Bizim hikâyemiz, kozmik korkunun resmi korkuya evrilmesinin hikâyesidir. Önce kozmik korku vardı; kırılgan bedenin evren karşısında duyduğu korku. Zygmunt Bauman, Mihail Bahtin’in kozmik korku kavramını şöyle açıklıyor: “Kozmik korkunun temelinde, yıldızlarla dolu gökyüzü ya da dağların muazzam kütlesi ile kıyaslandığında daha da çarpıcı bir manzara oluşturan yumuşak ve narin bedeniyle insanın acizliği, kırılganlığı, evrenin sonsuz büyüklüğü karşısında korkudan benzi atan ölümlü bir varlık, bir hiç olduğu ve evrene ihtişamını veren o muazzam gücü kavramasının mümkün olmadığı bilinci yatar” (Iskarta Hayatlar, Can). İnsanın kavrama gücünün dışında kalan, varlığı ve eylemleriyle insana her an kırılganlığını hatırlatan evren karşısında duyulan belirsizlik, panik ve dehşet duygusu uyandırıyor. İnsanın insan üzerindeki tahakkümü ortaya çıkınca, kendilerini tanrı-kral ilan eden despotlar iktidarlarını yine kozmik korkuya dayandırdılar. Evren, tanrı-krallar aracılığıyla konuşan bir tanrıya dönüşmüş ve “resmi korku, kozmik korku örüntüsüyle şekillenmiştir” (Bauman).

***

Korkutucu evren, korkutucu tanrıya dönüşünce, insan uysal, itaatkâr ve teslimiyetçi olduğu takdirde tanrının gazabından kendini koruyabilecekti. Tanrının yasaları ve yasakları vardı; insan tanrının koruyuculuğunu talep ettiği ölçüde yasalarına uyacak ve tanrı da sözleşmenin tarafı olarak insanı koruyacaktı. Yasalı, düzenli bir evrendi bu, bir kozmoz.
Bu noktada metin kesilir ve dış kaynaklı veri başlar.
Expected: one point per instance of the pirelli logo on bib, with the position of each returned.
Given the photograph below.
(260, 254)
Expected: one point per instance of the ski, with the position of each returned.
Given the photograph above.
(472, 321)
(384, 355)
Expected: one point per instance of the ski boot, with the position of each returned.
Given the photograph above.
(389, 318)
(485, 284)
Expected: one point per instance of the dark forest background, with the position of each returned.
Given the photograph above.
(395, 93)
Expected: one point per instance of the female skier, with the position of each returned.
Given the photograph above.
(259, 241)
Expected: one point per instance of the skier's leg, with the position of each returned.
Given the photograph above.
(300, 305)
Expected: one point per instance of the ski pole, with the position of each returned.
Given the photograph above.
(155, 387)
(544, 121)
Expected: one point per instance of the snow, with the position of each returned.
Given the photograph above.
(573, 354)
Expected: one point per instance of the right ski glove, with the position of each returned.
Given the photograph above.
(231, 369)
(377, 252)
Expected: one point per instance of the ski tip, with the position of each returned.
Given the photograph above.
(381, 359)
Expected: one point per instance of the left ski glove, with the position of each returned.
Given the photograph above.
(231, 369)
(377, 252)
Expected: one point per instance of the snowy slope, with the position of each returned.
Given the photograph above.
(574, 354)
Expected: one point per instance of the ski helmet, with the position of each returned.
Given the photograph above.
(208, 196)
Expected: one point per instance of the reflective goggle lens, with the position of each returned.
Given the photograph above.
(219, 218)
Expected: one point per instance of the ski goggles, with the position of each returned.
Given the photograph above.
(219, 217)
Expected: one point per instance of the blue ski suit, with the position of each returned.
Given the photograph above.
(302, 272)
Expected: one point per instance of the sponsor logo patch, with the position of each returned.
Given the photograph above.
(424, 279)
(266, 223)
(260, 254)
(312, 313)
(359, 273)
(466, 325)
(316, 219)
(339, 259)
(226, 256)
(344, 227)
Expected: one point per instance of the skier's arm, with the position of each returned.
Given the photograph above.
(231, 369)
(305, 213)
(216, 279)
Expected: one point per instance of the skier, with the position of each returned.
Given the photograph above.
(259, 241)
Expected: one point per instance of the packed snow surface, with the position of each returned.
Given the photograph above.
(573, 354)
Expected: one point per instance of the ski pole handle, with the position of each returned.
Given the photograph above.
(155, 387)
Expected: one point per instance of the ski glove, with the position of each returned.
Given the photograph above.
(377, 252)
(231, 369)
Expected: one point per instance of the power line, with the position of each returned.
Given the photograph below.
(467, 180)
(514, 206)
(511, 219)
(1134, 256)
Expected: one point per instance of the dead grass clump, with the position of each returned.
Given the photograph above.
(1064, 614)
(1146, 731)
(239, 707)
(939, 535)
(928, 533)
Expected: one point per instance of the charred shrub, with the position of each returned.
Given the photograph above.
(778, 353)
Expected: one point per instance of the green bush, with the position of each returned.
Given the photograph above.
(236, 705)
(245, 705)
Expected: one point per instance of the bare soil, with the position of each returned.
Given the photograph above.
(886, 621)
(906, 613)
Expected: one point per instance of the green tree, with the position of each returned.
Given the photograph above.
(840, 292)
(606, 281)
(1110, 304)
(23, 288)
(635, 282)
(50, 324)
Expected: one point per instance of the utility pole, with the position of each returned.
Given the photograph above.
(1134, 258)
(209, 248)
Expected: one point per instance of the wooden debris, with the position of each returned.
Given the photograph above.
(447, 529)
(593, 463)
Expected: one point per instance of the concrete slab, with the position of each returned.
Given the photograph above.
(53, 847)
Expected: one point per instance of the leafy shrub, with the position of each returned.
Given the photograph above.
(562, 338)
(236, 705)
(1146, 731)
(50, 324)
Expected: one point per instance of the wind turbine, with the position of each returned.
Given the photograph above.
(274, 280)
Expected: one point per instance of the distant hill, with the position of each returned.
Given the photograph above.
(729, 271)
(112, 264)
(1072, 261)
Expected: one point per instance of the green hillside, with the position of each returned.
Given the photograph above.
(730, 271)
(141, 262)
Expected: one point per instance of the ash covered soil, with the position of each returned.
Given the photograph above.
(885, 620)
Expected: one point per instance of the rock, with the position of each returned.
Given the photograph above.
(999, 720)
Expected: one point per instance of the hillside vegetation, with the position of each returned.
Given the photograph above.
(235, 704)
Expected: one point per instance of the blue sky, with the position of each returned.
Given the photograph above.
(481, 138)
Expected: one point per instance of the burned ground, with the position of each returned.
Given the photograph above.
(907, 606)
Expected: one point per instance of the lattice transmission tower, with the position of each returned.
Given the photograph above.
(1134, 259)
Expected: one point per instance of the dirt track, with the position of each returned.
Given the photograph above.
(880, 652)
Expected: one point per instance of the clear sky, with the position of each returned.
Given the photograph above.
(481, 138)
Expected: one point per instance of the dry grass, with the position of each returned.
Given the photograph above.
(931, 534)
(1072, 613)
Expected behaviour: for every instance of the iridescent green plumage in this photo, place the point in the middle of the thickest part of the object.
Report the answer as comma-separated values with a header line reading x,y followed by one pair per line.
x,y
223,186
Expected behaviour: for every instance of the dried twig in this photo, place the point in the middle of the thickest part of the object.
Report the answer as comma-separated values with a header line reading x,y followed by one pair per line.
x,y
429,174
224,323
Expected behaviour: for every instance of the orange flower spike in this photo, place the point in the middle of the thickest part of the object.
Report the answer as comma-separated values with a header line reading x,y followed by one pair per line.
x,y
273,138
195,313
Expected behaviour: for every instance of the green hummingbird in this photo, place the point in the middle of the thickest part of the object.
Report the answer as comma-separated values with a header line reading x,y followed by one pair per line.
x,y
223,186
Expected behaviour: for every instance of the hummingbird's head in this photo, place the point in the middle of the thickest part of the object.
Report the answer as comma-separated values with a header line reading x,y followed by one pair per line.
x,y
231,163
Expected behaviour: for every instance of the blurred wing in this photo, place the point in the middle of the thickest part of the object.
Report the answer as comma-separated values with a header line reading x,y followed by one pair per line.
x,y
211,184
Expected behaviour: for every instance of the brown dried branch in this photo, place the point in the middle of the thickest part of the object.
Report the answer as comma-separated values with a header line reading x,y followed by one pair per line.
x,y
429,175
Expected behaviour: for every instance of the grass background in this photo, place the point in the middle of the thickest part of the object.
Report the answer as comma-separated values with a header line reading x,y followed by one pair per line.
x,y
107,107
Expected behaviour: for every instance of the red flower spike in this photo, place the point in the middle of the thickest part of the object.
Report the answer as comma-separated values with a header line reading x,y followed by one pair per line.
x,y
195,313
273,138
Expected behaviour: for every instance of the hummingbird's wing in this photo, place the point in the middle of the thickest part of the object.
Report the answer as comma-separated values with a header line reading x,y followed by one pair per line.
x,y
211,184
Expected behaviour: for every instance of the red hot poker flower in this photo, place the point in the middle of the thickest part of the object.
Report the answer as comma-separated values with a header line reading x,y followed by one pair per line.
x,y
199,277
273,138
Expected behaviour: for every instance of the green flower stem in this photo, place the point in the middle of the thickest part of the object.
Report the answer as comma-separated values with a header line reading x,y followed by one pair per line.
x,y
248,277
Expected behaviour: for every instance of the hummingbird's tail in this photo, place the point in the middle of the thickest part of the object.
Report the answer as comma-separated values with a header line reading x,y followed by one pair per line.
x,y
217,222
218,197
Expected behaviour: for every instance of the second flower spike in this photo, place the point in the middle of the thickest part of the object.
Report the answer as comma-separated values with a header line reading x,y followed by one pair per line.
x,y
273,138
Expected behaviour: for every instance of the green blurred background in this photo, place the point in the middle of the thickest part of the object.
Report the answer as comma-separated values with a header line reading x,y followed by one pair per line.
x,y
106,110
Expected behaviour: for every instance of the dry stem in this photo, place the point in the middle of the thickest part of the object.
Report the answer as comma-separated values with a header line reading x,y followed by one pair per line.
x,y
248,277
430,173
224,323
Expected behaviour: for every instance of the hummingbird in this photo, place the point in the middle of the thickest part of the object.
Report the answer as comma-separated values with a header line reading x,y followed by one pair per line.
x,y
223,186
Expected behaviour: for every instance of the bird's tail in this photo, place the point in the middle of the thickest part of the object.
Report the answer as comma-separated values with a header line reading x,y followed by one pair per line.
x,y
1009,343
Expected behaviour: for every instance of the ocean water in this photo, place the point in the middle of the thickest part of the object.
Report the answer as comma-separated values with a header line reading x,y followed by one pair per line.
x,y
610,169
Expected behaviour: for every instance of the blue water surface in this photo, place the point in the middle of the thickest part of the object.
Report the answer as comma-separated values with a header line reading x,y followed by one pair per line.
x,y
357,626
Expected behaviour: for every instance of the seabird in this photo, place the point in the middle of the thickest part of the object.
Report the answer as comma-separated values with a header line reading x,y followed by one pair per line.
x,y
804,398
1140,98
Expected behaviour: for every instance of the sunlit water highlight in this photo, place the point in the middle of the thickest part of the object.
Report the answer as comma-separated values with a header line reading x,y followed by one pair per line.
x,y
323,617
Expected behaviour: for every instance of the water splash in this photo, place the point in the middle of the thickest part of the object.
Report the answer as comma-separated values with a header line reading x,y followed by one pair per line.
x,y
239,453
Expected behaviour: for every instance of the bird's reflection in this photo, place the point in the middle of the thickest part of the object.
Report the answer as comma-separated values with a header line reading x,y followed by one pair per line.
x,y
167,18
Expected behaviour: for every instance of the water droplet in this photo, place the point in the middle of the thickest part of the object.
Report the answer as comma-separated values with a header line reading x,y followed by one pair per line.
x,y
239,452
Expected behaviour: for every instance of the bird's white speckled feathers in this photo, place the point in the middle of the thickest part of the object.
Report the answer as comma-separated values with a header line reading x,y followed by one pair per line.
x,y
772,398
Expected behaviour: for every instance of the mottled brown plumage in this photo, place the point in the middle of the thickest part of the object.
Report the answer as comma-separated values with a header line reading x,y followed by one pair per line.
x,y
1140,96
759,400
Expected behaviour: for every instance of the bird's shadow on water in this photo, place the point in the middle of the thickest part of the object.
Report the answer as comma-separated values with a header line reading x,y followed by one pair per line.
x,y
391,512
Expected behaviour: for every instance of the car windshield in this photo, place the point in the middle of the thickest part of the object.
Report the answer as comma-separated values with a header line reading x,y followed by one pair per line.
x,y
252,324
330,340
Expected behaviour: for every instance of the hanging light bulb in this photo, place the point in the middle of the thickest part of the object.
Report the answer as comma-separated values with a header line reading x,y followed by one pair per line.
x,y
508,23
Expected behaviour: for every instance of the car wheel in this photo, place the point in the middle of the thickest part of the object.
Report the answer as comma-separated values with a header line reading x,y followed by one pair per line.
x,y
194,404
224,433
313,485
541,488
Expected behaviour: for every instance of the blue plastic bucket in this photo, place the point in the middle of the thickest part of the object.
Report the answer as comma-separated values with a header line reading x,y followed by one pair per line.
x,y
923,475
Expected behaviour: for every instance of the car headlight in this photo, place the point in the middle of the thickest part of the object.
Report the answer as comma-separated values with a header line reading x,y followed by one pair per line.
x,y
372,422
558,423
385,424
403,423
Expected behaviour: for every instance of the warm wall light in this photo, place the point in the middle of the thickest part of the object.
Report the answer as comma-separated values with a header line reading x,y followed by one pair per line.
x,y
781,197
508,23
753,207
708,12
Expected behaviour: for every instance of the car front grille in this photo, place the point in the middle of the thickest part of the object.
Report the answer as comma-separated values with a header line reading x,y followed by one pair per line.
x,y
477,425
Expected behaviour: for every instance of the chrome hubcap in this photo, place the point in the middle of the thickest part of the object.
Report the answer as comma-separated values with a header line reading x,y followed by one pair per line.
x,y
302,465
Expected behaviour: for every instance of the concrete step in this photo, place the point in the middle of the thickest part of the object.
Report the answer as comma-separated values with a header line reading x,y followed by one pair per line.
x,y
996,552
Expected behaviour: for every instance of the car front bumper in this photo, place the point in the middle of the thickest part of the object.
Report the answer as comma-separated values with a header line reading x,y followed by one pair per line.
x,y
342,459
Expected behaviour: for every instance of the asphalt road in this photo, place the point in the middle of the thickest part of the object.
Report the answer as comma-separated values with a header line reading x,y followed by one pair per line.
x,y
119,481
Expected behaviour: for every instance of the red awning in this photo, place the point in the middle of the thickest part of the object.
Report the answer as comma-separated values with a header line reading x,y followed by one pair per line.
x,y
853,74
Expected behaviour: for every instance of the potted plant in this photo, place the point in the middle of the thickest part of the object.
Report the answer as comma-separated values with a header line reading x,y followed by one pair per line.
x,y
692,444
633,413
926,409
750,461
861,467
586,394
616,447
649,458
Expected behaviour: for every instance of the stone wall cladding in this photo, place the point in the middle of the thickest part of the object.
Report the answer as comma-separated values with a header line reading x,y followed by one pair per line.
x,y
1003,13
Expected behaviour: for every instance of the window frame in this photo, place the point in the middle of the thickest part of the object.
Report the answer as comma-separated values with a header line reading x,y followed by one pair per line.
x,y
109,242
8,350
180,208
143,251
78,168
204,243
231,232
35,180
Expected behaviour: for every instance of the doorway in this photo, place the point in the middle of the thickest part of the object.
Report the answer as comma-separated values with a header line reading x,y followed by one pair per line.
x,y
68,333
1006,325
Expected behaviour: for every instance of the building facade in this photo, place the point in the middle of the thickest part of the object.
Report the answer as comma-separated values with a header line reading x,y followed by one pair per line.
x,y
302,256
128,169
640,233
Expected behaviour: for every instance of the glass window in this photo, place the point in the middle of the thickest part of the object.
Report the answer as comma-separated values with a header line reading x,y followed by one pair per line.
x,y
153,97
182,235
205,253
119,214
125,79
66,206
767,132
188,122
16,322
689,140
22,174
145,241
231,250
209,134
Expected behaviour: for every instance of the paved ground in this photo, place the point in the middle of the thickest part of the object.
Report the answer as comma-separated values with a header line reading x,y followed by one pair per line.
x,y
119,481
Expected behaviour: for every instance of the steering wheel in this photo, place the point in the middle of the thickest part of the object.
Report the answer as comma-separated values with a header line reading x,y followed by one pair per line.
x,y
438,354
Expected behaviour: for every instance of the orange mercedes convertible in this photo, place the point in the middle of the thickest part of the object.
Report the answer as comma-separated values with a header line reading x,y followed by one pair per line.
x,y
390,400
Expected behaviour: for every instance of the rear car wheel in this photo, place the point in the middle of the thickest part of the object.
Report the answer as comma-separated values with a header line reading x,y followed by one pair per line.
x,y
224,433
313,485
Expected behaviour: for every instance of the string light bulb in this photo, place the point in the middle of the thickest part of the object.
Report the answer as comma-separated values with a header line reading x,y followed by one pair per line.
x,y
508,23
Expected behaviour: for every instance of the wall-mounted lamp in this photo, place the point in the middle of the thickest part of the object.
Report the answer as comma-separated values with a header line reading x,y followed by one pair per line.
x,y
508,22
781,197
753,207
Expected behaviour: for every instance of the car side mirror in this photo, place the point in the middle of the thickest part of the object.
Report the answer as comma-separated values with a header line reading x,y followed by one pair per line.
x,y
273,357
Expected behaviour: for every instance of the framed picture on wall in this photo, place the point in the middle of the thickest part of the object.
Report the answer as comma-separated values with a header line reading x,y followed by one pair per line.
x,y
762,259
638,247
Kırılgan insanın sığındığı bu son kozmoz, yani sosyal devlet, tanrı-kralların yeniden mutlak güç talep etmek için sözleşmeyi tek taraflı olarak feshetmeleriyle birlikte yerini kuralsız, yasasız bir evrene bıraktı. Mutlak güç, mutlak korkuyu, korku da kırılgan insanın mutlak güce koşulsuz boyun eğmesini gerektirir. Kozmik korkuya kaotik korkuyu da ekleyerek iktidarlarını pekiştirdiler. Artık tanrı-kral Sina Dağı’nın sözleşmeci tanrısının temsilcisi değil, Eyüp’ün Kitabı’nın tanrısının kralıdır. Bu kutsal hikâyede tanrı, hiçbir kurala ve kaideye uymayan bir mutlak güç olarak zuhur eder. Ve “’Eyüp’ün kitabı çok sonraları Carl Schmitt’in söyleyeceği şu sözü haklı çıkarır: “Hükümdar, istisna yapma gücünü elinde bulundurandır”’ (Bauman).

***

İstisna gücünü ele geçiren hükümdar, mutlak bir güç olarak sözleşmeleri tek taraflı olarak feshediyor artık. Ve bedenler, hâlâ sözleşmeci bir tanrı varmış gibi, tanrı-krala ısrarla feshettiği sözleşmeyi hatırlatıyor ve sözleşmeye uyma çağrısı yapıyor. Yasasız bir evren, mutlak güce koşulsuz teslim olmayı gerektirir. Ve sizden, bu mutlak güce koşulsuz boyun eğmeniz, despotik bütünle birleşerek faşistleşmeniz bekleniyor. O hâlde şimdi dağılmanın ve yeni öznellikler keşfetmenin zamanı; “bir üstbeni oluşturmaya can atan bir bütünlüğe hapsolmuş bir öznellik arayışı değil, bölünebilir, çoğaltılabilir, geçişli ve iptal edilebilir birçok gruba aynı anda yayılan bir grup öznelliği” (Deleuze). Dağılalım artık! Dağılalım ve yatay bağlantılarla çok başlı, çok gövdeli ve çok ayaklı güzellikler yaratalım. Dünyayı despotların elinden ancak böylesi güzellikler kurtarabilir.